Ongoing research and clinical trial and error is providing more data regarding the use of estrogen replacement therapy. The benefits of estrogen replacement therapy in postmenopausal woman can occur in several areas: it can be of great benefit to woman with osteoporosis or with increased risk of osteoporosis (because of its effect on bone), it can also be potentially useful in reducing the risk of heart diseae (because of its effect on lipid metabolism). Some research even indicates it may play a role in preventing Alzheimer’s disease.
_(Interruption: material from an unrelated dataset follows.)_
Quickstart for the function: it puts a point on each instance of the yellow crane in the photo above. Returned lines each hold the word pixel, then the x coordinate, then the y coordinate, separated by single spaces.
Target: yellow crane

The downside to estrogen replacement therapy is the increased risk of breast and endometrial cancer.
Tamoxifen works in the treatment of breast cancer since it interferes with the ability of cells to take up estrogen. Just as in prostate cancer, the principle here is that cancers of the reproductive system often feed on sex hormones. They need these hormones to grow. If you deprive them of the hormone they will "starve to death", so to speak. So with prostate cancers you give anti- androgens, with breast cancer you give anti- estrogens, or in this case, tamoxifen. Some woman with breast cancer, however, have cancer cells that are ER -, i.e they do not have receptors on their cell surface for estrogen. Obviously, in these cases (about one third of all breast cancers), tamoxifen is not useful. So successful has tamoxifen been in the treatment of breast cancer that studies are being done to determine its efficacy in preventing breast cancer in woman at high risk.